Dukkah Spiced Carrots

Dukkah Spiced Carrots

Prep. Time: 10 mins
Cook Time: 20 mins

A twist on a classic side dish, these carrots are a perfect pairing with your roast dinners.


  • 1 bunch new baby carrots, peeled & topped & tailed 
  • 1 tbsp olive  oil


  • 20g blanched hazelnuts 
  • 30g blanched almonds 
  • 1 tbsp cumin  seeds
  • 1 tbsp fennel seeds
  • 1 tbsp coriander seeds 
  • 2 tbsp sesame  seeds
  • 1 tbsp fresh thyme, leaves shredded from stalk 
  • 1 tsp sea  salt
  • ½ tsp black peppercorns


  1. Heat the oven to 180ºC / 160ºC fan / gas 4.
  2. Place the carrots in a roasting tin and drizzle over the olive oil. Roast in the centre of the oven for 20-30 minutes or until tender and slightly caramelised. Turn once or twice if needed.
  3. To make the Dukkah, mix together the hazelnuts, almonds, cumin seeds, fennel seeds, coriander seeds and sesame seeds. Spread over a baking tray and cook in the oven for 8 minutes until toasted but not too coloured.
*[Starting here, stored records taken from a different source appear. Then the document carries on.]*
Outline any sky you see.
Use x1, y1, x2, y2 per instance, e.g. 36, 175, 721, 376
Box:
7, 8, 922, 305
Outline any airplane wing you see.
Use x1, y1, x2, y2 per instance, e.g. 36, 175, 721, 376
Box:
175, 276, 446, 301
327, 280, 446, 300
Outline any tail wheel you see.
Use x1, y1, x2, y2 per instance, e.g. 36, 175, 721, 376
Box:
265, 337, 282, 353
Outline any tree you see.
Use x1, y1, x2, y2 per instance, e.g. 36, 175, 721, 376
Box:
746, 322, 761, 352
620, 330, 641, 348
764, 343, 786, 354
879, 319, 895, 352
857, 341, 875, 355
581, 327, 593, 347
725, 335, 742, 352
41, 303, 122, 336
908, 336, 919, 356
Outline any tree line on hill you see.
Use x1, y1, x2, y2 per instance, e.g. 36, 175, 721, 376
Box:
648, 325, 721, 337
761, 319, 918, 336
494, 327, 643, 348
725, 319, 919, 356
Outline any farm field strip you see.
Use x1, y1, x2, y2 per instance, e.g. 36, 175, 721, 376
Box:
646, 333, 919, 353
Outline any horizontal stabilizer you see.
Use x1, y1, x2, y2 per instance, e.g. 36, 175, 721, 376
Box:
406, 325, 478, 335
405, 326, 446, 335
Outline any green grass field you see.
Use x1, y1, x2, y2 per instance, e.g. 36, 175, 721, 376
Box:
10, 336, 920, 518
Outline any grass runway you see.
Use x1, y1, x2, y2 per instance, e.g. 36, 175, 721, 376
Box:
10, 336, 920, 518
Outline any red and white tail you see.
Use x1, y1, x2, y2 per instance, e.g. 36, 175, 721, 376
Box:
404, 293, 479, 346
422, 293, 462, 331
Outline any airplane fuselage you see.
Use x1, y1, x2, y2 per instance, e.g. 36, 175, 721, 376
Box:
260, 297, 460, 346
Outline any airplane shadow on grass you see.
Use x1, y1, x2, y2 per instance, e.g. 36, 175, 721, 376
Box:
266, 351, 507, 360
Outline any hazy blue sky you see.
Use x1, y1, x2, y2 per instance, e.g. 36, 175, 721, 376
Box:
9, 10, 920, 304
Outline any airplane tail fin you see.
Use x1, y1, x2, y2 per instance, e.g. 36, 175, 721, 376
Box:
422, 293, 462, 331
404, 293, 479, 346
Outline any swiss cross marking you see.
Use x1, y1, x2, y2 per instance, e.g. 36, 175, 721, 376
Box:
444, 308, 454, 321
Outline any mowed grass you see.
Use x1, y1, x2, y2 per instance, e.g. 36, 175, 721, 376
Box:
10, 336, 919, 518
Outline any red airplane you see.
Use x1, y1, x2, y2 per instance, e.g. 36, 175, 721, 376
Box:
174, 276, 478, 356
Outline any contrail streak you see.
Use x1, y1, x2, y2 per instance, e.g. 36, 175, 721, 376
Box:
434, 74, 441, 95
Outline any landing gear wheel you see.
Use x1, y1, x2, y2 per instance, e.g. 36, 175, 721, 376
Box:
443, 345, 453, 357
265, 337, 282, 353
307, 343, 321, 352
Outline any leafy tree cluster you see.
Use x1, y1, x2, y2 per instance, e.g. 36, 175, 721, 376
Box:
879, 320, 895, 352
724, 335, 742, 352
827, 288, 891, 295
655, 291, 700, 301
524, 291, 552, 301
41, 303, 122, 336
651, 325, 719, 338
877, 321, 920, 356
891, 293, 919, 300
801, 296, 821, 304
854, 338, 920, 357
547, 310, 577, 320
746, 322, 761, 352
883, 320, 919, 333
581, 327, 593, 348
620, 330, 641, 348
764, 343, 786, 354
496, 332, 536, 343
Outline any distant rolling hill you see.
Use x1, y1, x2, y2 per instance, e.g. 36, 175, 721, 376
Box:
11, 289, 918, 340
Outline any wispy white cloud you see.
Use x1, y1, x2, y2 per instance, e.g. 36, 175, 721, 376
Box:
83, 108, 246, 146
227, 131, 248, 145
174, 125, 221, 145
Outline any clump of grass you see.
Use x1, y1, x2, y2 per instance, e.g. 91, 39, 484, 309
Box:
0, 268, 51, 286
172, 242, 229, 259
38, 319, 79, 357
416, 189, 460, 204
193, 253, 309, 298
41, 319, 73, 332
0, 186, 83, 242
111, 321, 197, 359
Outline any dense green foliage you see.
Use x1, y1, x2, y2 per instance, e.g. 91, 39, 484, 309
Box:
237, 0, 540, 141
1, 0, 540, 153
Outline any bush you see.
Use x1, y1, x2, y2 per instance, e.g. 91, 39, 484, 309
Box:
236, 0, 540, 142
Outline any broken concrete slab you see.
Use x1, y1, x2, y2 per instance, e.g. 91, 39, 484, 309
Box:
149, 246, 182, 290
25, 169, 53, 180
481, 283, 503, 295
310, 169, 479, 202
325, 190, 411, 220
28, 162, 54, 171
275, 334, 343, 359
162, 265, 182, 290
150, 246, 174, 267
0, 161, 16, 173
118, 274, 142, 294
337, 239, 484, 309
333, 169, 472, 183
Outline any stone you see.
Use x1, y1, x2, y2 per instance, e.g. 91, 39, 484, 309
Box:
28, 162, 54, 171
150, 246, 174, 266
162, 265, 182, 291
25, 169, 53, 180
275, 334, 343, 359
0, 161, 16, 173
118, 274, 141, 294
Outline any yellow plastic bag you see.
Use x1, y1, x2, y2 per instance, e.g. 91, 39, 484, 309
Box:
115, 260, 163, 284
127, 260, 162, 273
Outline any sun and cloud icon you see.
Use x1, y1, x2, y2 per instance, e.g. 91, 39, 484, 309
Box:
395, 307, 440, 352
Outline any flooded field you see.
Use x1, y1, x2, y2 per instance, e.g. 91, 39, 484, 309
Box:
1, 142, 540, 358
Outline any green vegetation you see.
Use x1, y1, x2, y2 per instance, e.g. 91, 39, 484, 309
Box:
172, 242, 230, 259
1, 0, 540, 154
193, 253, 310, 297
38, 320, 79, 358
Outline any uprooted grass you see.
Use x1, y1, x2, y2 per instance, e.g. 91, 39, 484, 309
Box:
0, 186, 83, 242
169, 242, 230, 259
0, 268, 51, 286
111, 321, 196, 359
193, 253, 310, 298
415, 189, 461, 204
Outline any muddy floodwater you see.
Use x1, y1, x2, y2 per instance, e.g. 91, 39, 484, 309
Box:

Remove and cool for a couple of minutes.
  4. Place the cooked spices into the Spice Grinder along with the thyme, sea salt and peppercorns and process until you have a crunchy mixture rather than a powder.
  5. Serve the carrots with a generous sprinkling of the Dukkah.Store any remaining mix in the grinding bowl sealed with the lid.